Liza stared up at her mate, watching as confusion flashed across his face.
He inhaled slowly then narrowed his gaze on her and inhaled again. “All I smell is her truth. She’s never seen him.”
“But her subconscious knows she has,” Jonas all but whispered. “That’s my gift, Stygian. You and your mate now know what no one but my own mate has been given the secret of. Even the scientists who knew died by my hand. I don’t give a damn what you believe. I can sense, and even smell, what only your subconscious knows.”
Liza shook her head. “I have a photographic memory stronger than you can even realize,” she informed him, her voice scratchy, so hoarse from her tears she didn’t sound human herself. “I would know if I had seen him.”

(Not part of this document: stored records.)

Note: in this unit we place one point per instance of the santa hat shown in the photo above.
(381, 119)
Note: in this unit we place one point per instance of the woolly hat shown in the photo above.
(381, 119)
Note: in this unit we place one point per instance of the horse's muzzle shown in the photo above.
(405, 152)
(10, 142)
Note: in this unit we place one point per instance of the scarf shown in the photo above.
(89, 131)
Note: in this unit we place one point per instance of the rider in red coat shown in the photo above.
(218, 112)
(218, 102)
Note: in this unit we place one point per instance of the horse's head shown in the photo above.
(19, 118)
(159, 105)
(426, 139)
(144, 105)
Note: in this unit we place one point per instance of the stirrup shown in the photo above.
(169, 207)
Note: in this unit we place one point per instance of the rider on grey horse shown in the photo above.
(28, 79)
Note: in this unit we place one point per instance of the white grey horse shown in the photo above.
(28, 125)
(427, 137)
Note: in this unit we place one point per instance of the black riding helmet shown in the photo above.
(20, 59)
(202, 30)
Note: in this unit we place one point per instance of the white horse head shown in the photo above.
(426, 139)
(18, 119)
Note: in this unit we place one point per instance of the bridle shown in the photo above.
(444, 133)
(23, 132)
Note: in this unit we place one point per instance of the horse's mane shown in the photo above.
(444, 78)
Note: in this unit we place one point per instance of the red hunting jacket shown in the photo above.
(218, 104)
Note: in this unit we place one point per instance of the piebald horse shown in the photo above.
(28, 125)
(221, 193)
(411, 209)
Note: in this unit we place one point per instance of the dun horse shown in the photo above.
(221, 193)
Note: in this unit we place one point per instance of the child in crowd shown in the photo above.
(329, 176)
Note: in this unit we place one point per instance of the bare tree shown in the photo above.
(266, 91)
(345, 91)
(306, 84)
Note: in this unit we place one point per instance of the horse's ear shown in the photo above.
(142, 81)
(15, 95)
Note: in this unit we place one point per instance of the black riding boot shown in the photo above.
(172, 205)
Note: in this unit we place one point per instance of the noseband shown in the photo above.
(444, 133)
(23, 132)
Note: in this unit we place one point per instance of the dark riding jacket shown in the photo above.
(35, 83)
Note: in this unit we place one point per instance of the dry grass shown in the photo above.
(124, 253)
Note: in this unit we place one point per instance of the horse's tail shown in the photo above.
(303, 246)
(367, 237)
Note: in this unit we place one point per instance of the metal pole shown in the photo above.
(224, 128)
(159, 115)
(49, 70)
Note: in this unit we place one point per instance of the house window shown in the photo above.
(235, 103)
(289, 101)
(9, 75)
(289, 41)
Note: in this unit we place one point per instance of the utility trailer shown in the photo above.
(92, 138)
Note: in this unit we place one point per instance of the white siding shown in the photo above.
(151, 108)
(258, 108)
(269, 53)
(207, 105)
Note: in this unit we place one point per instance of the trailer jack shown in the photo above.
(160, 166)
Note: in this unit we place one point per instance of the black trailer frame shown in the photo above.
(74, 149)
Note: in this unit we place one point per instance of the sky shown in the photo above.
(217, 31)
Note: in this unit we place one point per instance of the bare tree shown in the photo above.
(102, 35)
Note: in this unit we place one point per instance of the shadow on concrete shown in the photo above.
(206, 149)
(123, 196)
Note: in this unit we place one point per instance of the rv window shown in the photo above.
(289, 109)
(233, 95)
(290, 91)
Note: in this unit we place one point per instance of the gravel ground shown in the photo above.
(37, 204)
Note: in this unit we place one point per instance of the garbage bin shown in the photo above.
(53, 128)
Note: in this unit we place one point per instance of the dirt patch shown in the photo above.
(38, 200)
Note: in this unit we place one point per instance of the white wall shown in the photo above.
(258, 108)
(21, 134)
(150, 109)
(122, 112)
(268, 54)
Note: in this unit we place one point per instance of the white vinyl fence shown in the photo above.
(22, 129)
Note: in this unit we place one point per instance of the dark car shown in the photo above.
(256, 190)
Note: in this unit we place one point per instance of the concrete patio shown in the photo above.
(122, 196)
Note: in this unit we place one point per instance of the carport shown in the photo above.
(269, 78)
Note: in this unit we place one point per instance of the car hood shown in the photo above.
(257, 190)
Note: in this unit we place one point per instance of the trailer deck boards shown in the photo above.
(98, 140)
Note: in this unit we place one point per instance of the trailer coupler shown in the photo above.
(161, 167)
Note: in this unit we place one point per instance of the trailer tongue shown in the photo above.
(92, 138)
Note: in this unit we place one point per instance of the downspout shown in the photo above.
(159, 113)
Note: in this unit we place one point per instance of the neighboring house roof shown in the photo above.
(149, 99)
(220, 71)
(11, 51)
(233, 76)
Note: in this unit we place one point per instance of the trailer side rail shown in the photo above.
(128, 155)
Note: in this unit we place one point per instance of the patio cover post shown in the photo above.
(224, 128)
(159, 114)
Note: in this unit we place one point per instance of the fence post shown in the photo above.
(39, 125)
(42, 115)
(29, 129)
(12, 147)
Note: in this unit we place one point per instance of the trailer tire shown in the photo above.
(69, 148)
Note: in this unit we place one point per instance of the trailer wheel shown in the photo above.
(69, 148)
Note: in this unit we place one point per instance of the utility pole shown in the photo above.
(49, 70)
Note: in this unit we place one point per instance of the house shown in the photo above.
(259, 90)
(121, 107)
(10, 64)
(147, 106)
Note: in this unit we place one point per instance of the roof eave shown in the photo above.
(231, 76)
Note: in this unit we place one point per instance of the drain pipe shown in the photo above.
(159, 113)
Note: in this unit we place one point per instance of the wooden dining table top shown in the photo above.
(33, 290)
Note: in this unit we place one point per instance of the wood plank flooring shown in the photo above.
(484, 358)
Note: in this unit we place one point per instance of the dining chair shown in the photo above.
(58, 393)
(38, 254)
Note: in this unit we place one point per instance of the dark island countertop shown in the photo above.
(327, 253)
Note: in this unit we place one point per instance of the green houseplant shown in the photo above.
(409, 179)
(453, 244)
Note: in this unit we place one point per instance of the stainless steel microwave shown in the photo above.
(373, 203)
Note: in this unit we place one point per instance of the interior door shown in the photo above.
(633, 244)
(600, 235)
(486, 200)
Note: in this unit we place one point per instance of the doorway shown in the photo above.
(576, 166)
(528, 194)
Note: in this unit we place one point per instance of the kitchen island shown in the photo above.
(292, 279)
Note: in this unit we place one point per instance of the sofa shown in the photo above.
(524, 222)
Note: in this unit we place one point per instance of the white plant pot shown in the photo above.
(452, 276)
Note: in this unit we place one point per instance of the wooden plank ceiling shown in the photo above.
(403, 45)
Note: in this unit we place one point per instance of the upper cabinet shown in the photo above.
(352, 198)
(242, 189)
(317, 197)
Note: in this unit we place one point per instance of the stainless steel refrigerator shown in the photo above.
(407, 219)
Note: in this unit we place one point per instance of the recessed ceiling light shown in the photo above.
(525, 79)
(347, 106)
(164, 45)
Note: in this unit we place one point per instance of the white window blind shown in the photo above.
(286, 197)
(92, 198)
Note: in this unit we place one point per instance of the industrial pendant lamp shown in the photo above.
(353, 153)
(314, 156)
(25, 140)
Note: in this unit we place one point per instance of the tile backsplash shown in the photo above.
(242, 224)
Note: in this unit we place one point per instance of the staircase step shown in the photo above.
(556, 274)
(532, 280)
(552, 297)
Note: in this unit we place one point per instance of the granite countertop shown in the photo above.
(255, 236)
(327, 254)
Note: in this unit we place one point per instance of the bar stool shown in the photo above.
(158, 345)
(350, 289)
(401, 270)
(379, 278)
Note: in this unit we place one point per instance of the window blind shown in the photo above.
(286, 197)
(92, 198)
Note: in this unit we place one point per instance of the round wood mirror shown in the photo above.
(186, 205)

“Only if your subconscious wants you to know,” he stated deliberately. “And the added complication of your Breed genetics makes that part of you much stronger. Stronger even than that extraordinary memory of yours.”
Shock had Stygian tightening his arms around her when Liza would have jerked away from him.
“He’s crazy,” she cried out. “I’m no Breed.”
Stygian shook his head, staring down at her as though he were only just realizing it. “That’s why the mating heat was so different. It’s the reason why your ability to fight is so extraordinary. And why your scent took me aback as I rushed into the room. Breed genetics.”